Friday, December 17, 2010

Los Retablos

Somebody says, God damn! why you choosing San Juan de la Cruz
for your patron saint? –The fourteenth of December comes and goes.
I recite "en la noche oscura de la alma" but he doesn’t know illiteracy
when he hears it, or he’d say, How many summers did you live there,
in Mexico? And I’d say, If you can call it living. And he’d say nothing
more. You can’t stay in the City two summers in a row and remember
everything a near half century later. You could get all wound up, jive
yourself, but Hilda Gadea was there only for an afternoon, red fingernails
flashing like I already said somewhere, throwing sparks. In that room,
Che dead a year. Don’t tell me you didn’t approve of what he tried to do,
you just slum around his remains in your head. Urn of forgetfulness,
ashes and bones of hell quiet after the guns in the Bolivian jungle
and cackle from the generales who think the peasants know nothing
to do but shuffle in the dust and smile. Could fat shits even guess why?
I can’t abide it, I want to say, but don’t and go off and drink my café
con leche in the cantina out the door of the hotel where we are staying
as long as we have dinero. I don’t go back. I walk around the corner
to Palacio de Bellas Artes, where the Siqueiros triptych hangs, the cry
La Nueva Democracia straight out to the spectator: Cuauhtemoc under
the knife; Rivera’s four panels of Carnaval de la Vida Mexicana, then
Orozco’s Katharsis. Who remembers now Teresa de Avila covered up
Juan’s self-inflicted wounds and kissed his feet, and norteamericanos spit
in the street and swear disgust is not their greatest expression of distaste.
From Mina y Buenavista, up Calle Alvarado, the zona rosa is open now.
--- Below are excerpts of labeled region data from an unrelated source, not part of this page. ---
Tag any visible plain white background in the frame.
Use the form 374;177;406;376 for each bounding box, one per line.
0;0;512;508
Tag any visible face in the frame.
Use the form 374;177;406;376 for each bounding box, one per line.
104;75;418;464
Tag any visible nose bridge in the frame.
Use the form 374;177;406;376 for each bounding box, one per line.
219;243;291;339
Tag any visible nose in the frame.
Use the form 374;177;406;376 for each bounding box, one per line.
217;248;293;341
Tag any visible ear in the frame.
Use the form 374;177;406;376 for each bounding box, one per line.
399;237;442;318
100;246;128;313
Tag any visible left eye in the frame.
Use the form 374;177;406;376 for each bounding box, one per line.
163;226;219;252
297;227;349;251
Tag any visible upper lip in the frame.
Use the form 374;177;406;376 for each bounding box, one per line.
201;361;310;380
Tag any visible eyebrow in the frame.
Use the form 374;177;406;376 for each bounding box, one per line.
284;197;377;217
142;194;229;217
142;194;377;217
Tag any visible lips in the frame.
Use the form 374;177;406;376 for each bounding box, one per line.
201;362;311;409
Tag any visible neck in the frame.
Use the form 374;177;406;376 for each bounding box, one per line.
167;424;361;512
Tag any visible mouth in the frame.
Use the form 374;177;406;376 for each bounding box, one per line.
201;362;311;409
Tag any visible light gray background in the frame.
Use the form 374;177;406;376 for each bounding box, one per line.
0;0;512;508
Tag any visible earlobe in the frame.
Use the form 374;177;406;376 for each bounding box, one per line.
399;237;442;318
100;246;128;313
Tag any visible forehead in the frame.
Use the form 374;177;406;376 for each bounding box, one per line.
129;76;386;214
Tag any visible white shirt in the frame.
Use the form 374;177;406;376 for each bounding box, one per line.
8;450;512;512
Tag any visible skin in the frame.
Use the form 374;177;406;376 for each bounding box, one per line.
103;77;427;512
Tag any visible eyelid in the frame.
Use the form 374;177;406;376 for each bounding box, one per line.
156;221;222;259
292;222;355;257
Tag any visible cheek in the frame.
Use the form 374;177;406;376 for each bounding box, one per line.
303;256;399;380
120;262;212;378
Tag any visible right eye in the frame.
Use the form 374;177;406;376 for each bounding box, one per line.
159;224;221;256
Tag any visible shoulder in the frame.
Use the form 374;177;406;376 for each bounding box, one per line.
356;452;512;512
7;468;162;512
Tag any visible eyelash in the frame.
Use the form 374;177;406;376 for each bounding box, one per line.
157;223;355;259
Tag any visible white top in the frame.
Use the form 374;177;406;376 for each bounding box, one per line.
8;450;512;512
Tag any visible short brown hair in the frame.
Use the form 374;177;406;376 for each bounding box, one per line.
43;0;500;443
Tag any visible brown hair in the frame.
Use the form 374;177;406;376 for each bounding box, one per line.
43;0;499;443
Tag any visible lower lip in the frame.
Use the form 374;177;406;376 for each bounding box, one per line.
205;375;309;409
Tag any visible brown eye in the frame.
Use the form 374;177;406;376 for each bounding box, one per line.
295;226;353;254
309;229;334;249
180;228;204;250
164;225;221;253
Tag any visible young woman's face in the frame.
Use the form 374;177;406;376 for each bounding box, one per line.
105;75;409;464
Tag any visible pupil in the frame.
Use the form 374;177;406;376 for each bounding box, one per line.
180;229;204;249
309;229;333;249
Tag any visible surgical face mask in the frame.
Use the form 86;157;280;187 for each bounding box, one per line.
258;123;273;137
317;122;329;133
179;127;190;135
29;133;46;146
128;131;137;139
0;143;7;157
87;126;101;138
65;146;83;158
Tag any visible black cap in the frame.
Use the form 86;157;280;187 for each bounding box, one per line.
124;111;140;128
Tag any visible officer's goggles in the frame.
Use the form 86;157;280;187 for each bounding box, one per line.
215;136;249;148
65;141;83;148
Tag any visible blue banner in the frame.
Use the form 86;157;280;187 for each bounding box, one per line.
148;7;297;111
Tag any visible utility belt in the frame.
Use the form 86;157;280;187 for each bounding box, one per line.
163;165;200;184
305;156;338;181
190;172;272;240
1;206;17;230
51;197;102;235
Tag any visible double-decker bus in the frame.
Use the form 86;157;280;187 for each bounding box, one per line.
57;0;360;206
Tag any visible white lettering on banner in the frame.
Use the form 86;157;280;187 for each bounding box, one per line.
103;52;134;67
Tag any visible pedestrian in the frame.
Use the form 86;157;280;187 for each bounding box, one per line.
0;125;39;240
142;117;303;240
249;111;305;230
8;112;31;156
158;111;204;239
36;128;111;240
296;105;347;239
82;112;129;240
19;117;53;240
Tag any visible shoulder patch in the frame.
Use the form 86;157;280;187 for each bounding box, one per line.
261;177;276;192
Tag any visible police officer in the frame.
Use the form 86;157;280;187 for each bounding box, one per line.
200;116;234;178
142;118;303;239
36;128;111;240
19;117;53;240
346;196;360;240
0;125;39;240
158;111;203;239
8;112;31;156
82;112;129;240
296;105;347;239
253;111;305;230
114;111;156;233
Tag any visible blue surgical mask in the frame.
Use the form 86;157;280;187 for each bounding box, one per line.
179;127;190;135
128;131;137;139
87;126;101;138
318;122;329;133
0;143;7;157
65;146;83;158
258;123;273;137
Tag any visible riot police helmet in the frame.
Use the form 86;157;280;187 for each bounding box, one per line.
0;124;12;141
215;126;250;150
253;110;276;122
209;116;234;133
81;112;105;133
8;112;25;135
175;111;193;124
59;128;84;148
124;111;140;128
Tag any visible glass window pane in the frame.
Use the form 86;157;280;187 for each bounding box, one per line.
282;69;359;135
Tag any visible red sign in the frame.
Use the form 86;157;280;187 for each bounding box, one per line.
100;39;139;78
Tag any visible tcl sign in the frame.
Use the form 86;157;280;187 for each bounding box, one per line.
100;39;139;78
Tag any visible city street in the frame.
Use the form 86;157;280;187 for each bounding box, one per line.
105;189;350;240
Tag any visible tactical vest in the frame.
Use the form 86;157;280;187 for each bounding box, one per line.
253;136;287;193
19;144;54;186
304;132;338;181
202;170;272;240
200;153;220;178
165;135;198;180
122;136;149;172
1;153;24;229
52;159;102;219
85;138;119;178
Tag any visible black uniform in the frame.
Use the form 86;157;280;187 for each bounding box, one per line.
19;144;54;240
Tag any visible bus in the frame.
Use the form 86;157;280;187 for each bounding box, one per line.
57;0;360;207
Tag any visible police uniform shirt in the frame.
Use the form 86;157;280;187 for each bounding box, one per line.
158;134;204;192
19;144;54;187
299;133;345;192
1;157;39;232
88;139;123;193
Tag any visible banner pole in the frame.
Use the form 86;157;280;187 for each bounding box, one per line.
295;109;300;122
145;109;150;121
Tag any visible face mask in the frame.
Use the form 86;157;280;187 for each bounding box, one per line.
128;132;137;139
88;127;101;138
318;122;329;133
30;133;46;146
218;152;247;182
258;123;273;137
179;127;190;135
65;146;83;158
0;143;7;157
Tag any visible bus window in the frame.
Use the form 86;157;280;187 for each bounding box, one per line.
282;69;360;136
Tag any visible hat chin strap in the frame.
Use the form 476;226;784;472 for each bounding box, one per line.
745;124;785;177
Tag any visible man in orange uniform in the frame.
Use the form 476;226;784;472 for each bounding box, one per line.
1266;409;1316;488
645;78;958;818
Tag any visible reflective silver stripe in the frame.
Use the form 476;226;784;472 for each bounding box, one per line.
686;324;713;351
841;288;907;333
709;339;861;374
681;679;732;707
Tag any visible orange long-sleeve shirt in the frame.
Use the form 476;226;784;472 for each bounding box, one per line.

But I’m in Tokyo as long as I can bear it. Then back to the Kyoto digs.
I could be in Chimayo if I’d stayed home. I think of a little mountain
that loomed as you round a bend on the highway nearing the village.
It looks larger than it is. And beyond the sanctuario lies Las Truchas,
then Las Trampas. They paint what they feel on the walls of houses,
pero no iglesias. Red letters and black, it’s all the same, but not to those
who are told to be quiet and choose to speak. I understand such impulse.
The guy who asks about St. John of the Cross could never understand
why there’s never a human reason to sweep altars clean of los retablos.